On Monday, Apple issued updates for its mobile functioning systems for iOS and iPado, which arranged a flaw that the company said “may have been used in an extremely sophisticated attack against specific specific individuals.”
In IOS release notes 18.3.1 and IPado 18.3.1, the company said that weakness allowed the disability of limited USB mode in a closed device “. Submitted in 2018, the limited USB mode is a security feature that blocks the ability for an iPhone or iPad to send data on a USB connection if the device is not unlocked for seven days. Last year, Apple issued another safety feature that you rekindle the equipment if they are not unlocked for 72 hours, making it more difficult for law enforcement or criminals using forens to access data on those devices .
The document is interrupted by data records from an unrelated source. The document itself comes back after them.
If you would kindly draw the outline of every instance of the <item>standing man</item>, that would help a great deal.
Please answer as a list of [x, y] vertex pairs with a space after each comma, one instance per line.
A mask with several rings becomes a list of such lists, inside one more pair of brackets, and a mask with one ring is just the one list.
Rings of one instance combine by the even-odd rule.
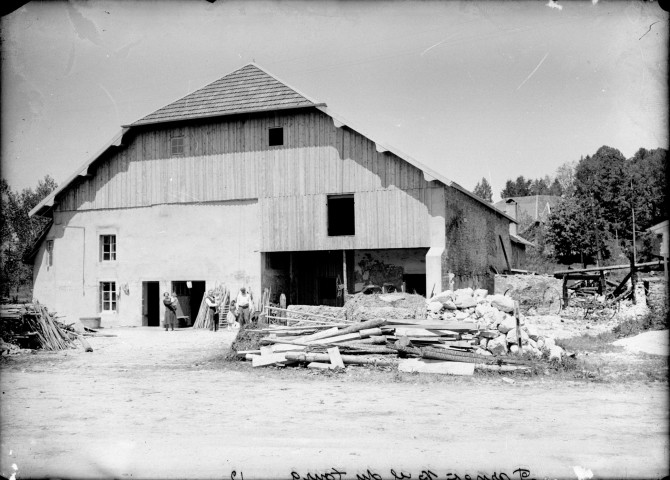
[[177, 320], [177, 297], [172, 297], [168, 292], [163, 294], [163, 305], [165, 305], [165, 331], [168, 327], [174, 331], [174, 324]]
[[207, 292], [207, 296], [205, 297], [205, 303], [207, 303], [207, 321], [212, 322], [209, 329], [214, 330], [215, 332], [219, 330], [219, 321], [216, 315], [216, 307], [218, 307], [218, 303], [216, 300], [213, 290]]
[[246, 325], [251, 317], [251, 295], [247, 293], [245, 287], [240, 288], [235, 304], [237, 305], [237, 320], [240, 322], [240, 326]]

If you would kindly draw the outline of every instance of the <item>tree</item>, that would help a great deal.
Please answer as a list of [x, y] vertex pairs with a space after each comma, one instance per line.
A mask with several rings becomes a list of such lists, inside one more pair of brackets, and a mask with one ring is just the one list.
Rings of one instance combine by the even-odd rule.
[[0, 276], [3, 296], [9, 295], [10, 289], [32, 283], [32, 268], [23, 264], [22, 257], [49, 221], [41, 217], [28, 217], [28, 213], [56, 187], [56, 182], [49, 175], [37, 183], [35, 190], [24, 188], [21, 192], [12, 191], [4, 179], [0, 181]]
[[557, 197], [563, 195], [563, 186], [561, 185], [561, 182], [558, 181], [558, 178], [554, 178], [554, 181], [551, 183], [551, 186], [549, 187], [549, 195], [555, 195]]
[[491, 185], [484, 177], [482, 177], [482, 180], [477, 184], [472, 193], [487, 202], [493, 202], [493, 189], [491, 189]]
[[546, 239], [553, 245], [553, 255], [561, 263], [586, 265], [600, 253], [609, 258], [606, 223], [585, 199], [562, 199], [547, 220]]
[[526, 180], [523, 175], [519, 175], [516, 181], [507, 180], [505, 188], [500, 192], [502, 198], [527, 197], [531, 195], [530, 186], [532, 180]]
[[[583, 159], [584, 157], [582, 157]], [[561, 194], [572, 195], [575, 184], [575, 167], [578, 162], [565, 162], [556, 170], [556, 181], [561, 185]]]

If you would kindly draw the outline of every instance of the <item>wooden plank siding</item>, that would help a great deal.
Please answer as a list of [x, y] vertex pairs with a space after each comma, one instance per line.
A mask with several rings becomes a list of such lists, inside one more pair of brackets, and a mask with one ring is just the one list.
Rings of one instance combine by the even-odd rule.
[[[284, 145], [268, 146], [268, 128]], [[184, 155], [170, 139], [184, 137]], [[263, 251], [429, 246], [423, 172], [318, 110], [138, 131], [59, 197], [62, 211], [259, 199]], [[327, 195], [354, 194], [356, 234], [328, 237]]]

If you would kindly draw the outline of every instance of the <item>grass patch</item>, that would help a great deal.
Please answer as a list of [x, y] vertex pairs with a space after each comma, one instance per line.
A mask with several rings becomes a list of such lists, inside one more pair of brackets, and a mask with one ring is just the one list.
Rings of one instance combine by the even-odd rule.
[[616, 339], [613, 332], [602, 332], [598, 335], [584, 333], [578, 337], [557, 339], [556, 345], [568, 352], [603, 353], [621, 350], [622, 347], [612, 345]]
[[[264, 324], [252, 325], [253, 329], [260, 329], [265, 327]], [[230, 349], [224, 356], [224, 360], [229, 362], [235, 362], [240, 360], [240, 357], [237, 355], [238, 350], [258, 350], [261, 348], [261, 338], [265, 337], [264, 332], [250, 332], [247, 330], [247, 326], [243, 325], [237, 332], [237, 336], [233, 343], [230, 345]]]

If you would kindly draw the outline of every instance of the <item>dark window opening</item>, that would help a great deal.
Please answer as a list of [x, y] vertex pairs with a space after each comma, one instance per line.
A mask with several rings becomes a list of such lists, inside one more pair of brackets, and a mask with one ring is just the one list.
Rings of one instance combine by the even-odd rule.
[[116, 311], [116, 282], [100, 282], [100, 311]]
[[116, 260], [116, 235], [100, 235], [100, 261]]
[[317, 280], [317, 288], [320, 303], [326, 303], [327, 300], [335, 300], [337, 298], [337, 279], [321, 277]]
[[51, 267], [54, 262], [54, 241], [53, 240], [47, 240], [47, 266]]
[[331, 195], [328, 197], [328, 236], [355, 235], [353, 195]]
[[271, 147], [284, 145], [284, 127], [271, 128], [268, 133]]
[[170, 139], [170, 155], [184, 155], [184, 137], [174, 137]]
[[265, 255], [265, 268], [271, 270], [288, 270], [289, 256], [288, 252], [269, 252]]

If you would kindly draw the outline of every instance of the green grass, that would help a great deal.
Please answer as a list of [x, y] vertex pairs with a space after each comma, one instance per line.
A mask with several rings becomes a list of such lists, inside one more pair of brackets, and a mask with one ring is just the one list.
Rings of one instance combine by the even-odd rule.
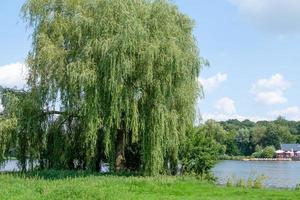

Based on his language used in his security update, Apple hints that attacks most likely were carried out with physical control of a person’s equipment, meaning that anyone who abused this flaw had to be connected to the equipment Apple of the person with a forensic device like Cellebrite or Graykey, two systems that allow law enforcement to unlock and access data stored on iPhones and other devices.
The weakness was discovered by Bill Marczak, a senior researcher at Citizen Lab, a group of the University of Toronto who investigates online attacks against civil society.
Contact us
Do you have more information about this flaw, or the iphone zero-day and online attacks? From a job without work, you can contact Lorenzo Franceschi-Bicchierai safely on the signal at +1 917 257 1382, or through the telegram and keybase @lorenzofb, or email. You can also contact techcrunch via securedrop.
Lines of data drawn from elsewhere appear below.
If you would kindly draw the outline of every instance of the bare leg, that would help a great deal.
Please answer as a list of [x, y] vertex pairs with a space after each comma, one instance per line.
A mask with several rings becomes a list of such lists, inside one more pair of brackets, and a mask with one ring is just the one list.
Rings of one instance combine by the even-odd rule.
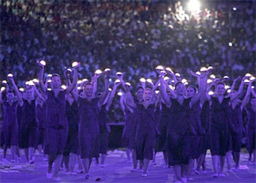
[[69, 154], [69, 171], [70, 172], [74, 172], [74, 169], [75, 168], [75, 160], [76, 160], [77, 155], [74, 153], [70, 153]]
[[28, 163], [29, 161], [29, 158], [28, 158], [28, 148], [24, 148], [24, 153], [25, 153], [25, 156], [26, 157], [26, 160]]
[[88, 172], [89, 172], [89, 158], [84, 158], [82, 159], [82, 163], [83, 163], [83, 169], [85, 171], [85, 173], [87, 174]]
[[16, 154], [17, 147], [15, 145], [11, 146], [11, 155], [12, 161], [15, 161], [15, 155]]
[[138, 161], [137, 161], [136, 151], [134, 149], [132, 150], [132, 163], [134, 163], [134, 169], [137, 169]]
[[55, 155], [48, 155], [48, 169], [47, 170], [48, 173], [51, 174], [53, 168], [53, 163], [55, 159]]
[[54, 160], [54, 174], [53, 178], [57, 178], [61, 168], [61, 161], [62, 161], [63, 155], [58, 155], [56, 158]]
[[100, 163], [100, 164], [102, 166], [104, 166], [104, 163], [105, 162], [106, 157], [106, 154], [101, 154], [101, 163]]
[[126, 148], [126, 156], [127, 157], [128, 161], [130, 161], [130, 150], [128, 147]]
[[230, 171], [231, 170], [231, 151], [228, 151], [226, 155], [226, 160], [227, 161], [228, 165], [228, 171]]
[[32, 163], [33, 163], [33, 160], [34, 158], [34, 153], [35, 153], [35, 148], [34, 147], [29, 147], [28, 148], [28, 162], [30, 162]]
[[195, 164], [195, 160], [190, 159], [189, 164], [187, 166], [187, 177], [188, 178], [191, 177], [194, 164]]
[[173, 166], [175, 176], [176, 177], [177, 181], [182, 181], [181, 178], [181, 166], [180, 164], [176, 164]]
[[224, 170], [224, 164], [225, 164], [225, 156], [220, 156], [220, 172], [222, 174]]
[[164, 151], [163, 152], [163, 156], [164, 156], [164, 163], [165, 163], [165, 166], [166, 167], [168, 167], [168, 153], [167, 152], [167, 151]]
[[211, 160], [213, 163], [213, 168], [214, 174], [218, 174], [218, 164], [219, 163], [220, 156], [217, 155], [211, 156]]
[[145, 158], [143, 160], [143, 174], [148, 174], [148, 168], [150, 163], [150, 160]]
[[69, 172], [69, 155], [65, 155], [64, 156], [63, 156], [63, 162], [64, 162], [64, 165], [65, 165], [65, 171], [66, 171], [66, 172]]

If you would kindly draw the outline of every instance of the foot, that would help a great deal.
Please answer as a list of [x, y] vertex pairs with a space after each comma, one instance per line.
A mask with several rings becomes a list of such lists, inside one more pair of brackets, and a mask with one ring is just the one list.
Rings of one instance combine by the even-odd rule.
[[186, 177], [181, 177], [181, 181], [182, 181], [182, 182], [184, 183], [187, 183], [187, 179]]
[[55, 181], [57, 182], [60, 182], [61, 181], [61, 179], [59, 177], [55, 177], [55, 178], [53, 178], [53, 180], [54, 180]]
[[16, 161], [16, 160], [11, 160], [11, 163], [16, 163], [17, 161]]
[[53, 178], [53, 174], [51, 172], [51, 173], [49, 173], [49, 172], [46, 172], [46, 177], [47, 177], [47, 179], [51, 179], [51, 178]]
[[69, 174], [70, 174], [71, 176], [77, 176], [77, 174], [76, 172], [69, 172]]
[[90, 173], [85, 174], [85, 180], [88, 180], [90, 179]]
[[133, 169], [132, 169], [130, 170], [130, 171], [132, 171], [132, 172], [137, 172], [137, 171], [138, 171], [138, 169], [134, 168]]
Apple did not respond to a comment request with press time.
Marczak told Techcrunch that he could not comment on the record at this point.
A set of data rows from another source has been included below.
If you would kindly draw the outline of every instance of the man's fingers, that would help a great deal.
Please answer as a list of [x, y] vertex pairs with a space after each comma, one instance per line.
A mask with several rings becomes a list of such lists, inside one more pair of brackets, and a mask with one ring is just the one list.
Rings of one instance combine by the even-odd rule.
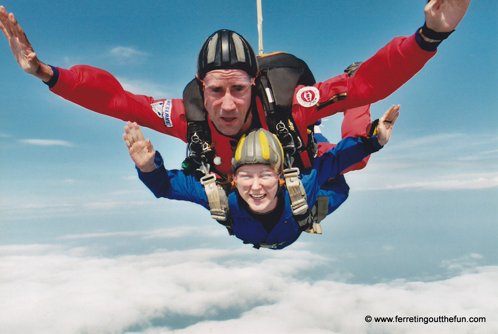
[[136, 124], [136, 122], [133, 122], [133, 127], [135, 129], [135, 131], [136, 132], [138, 140], [145, 140], [145, 139], [143, 137], [143, 135], [142, 134], [142, 130], [140, 129], [140, 128], [138, 127], [138, 125]]
[[[125, 129], [126, 129], [126, 128], [125, 128]], [[125, 133], [123, 134], [123, 139], [124, 140], [124, 144], [126, 144], [126, 147], [127, 147], [129, 150], [131, 147], [131, 144], [130, 143], [129, 141], [128, 140], [128, 136]]]
[[124, 127], [124, 132], [125, 132], [125, 135], [126, 137], [126, 140], [127, 140], [128, 142], [129, 143], [129, 147], [130, 147], [131, 145], [135, 141], [133, 140], [133, 136], [131, 135], [131, 131], [130, 130], [131, 127], [131, 122], [128, 122], [127, 126]]

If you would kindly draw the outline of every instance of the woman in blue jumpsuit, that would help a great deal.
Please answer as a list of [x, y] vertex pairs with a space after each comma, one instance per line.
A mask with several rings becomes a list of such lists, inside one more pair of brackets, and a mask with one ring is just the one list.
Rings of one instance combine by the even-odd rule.
[[[309, 207], [313, 207], [320, 187], [327, 182], [331, 190], [329, 211], [346, 200], [349, 188], [341, 172], [387, 142], [399, 108], [392, 106], [379, 120], [376, 135], [345, 138], [314, 159], [312, 168], [301, 172]], [[124, 138], [139, 177], [156, 197], [193, 202], [209, 209], [204, 188], [193, 173], [166, 169], [160, 154], [148, 139], [144, 140], [136, 123], [128, 122], [125, 132]], [[232, 229], [237, 238], [256, 248], [283, 248], [295, 241], [303, 230], [292, 214], [287, 189], [280, 181], [283, 161], [276, 137], [261, 129], [243, 136], [234, 152], [232, 165], [235, 187], [228, 194], [228, 201]]]

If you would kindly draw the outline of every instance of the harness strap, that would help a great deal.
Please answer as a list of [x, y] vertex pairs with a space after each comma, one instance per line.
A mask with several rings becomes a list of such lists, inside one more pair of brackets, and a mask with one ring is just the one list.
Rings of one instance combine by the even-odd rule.
[[201, 184], [204, 187], [208, 197], [211, 218], [226, 227], [229, 235], [234, 235], [232, 228], [234, 223], [228, 208], [228, 198], [223, 188], [216, 184], [216, 175], [214, 174], [204, 175], [201, 178]]
[[220, 191], [216, 184], [216, 176], [214, 174], [206, 175], [201, 178], [201, 184], [204, 187], [209, 203], [209, 212], [211, 218], [216, 220], [227, 220], [227, 213], [222, 207]]
[[[294, 167], [284, 169], [283, 177], [285, 180], [285, 186], [290, 197], [292, 214], [298, 216], [306, 213], [308, 209], [306, 202], [306, 193], [304, 187], [299, 179], [299, 168]], [[299, 225], [302, 226], [301, 222]]]

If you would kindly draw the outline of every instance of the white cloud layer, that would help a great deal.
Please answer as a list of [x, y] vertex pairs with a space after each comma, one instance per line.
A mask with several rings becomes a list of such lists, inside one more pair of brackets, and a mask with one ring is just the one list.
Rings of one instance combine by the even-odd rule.
[[498, 176], [491, 178], [479, 177], [474, 179], [450, 179], [428, 182], [415, 182], [380, 187], [359, 188], [357, 190], [379, 190], [408, 189], [450, 190], [456, 189], [486, 189], [498, 187]]
[[[330, 260], [304, 250], [199, 249], [114, 257], [92, 253], [40, 245], [0, 247], [0, 333], [498, 331], [498, 266], [469, 267], [479, 254], [442, 264], [453, 270], [467, 264], [448, 279], [367, 285], [306, 278]], [[484, 317], [486, 323], [368, 323], [369, 315]]]
[[53, 140], [50, 139], [19, 139], [19, 142], [30, 145], [37, 146], [66, 146], [72, 147], [74, 145], [64, 140]]

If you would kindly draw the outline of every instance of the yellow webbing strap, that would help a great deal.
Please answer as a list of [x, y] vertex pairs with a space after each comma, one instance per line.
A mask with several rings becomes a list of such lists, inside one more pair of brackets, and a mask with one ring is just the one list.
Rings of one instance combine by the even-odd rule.
[[220, 191], [216, 184], [216, 176], [214, 174], [205, 175], [201, 178], [201, 183], [208, 196], [211, 218], [216, 220], [227, 220], [227, 213], [222, 206]]
[[299, 176], [298, 168], [284, 169], [283, 177], [285, 180], [285, 186], [289, 193], [289, 197], [290, 197], [292, 214], [294, 215], [302, 214], [308, 210], [306, 193]]

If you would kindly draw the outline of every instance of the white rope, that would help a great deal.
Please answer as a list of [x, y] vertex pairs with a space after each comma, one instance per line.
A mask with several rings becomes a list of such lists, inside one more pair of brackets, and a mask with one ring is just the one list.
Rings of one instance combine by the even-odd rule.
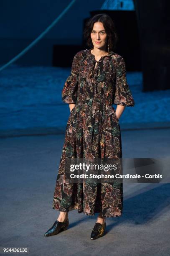
[[15, 61], [18, 59], [21, 56], [23, 55], [27, 51], [28, 51], [31, 47], [32, 47], [36, 43], [37, 43], [50, 30], [56, 25], [58, 21], [61, 18], [61, 17], [66, 13], [71, 7], [73, 5], [76, 0], [72, 0], [70, 3], [65, 8], [64, 10], [60, 14], [59, 16], [53, 21], [53, 22], [46, 28], [46, 29], [41, 33], [39, 36], [35, 39], [32, 43], [30, 44], [26, 48], [20, 53], [18, 55], [12, 59], [8, 62], [5, 64], [0, 68], [0, 71], [2, 71], [3, 69], [6, 68], [7, 67], [14, 62]]

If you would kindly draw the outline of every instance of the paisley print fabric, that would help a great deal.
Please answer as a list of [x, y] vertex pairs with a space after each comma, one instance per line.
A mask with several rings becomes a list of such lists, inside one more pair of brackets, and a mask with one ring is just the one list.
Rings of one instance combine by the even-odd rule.
[[111, 51], [97, 61], [91, 50], [75, 55], [62, 91], [63, 102], [75, 106], [66, 124], [52, 207], [115, 217], [122, 213], [122, 184], [65, 182], [67, 158], [122, 157], [119, 121], [112, 104], [134, 105], [123, 57]]

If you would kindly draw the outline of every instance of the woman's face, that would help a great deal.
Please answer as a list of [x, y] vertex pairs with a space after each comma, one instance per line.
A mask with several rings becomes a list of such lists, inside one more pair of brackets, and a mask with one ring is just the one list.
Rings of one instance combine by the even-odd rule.
[[101, 22], [97, 21], [94, 23], [90, 35], [94, 48], [105, 49], [107, 36]]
It is unclear at this point that was responsible for the abuse of this flaw, and against whom it was used. But there have been documented cases in the past where law enforcement agencies have used forensic tools, which usually abuse so-called zero-days in devices like iPhone, unlock equipment and access data inside.
In December 2024, Amnesty International issued a report documenting a series of attacks by Serbian authorities where they used Cellebrite to unlock the phones of activists and journalists in the country, and then install malware on them.
Security researchers said Cellebrite forensic equipment is likely to be used “widely” for individuals in civil society, according to amnesty.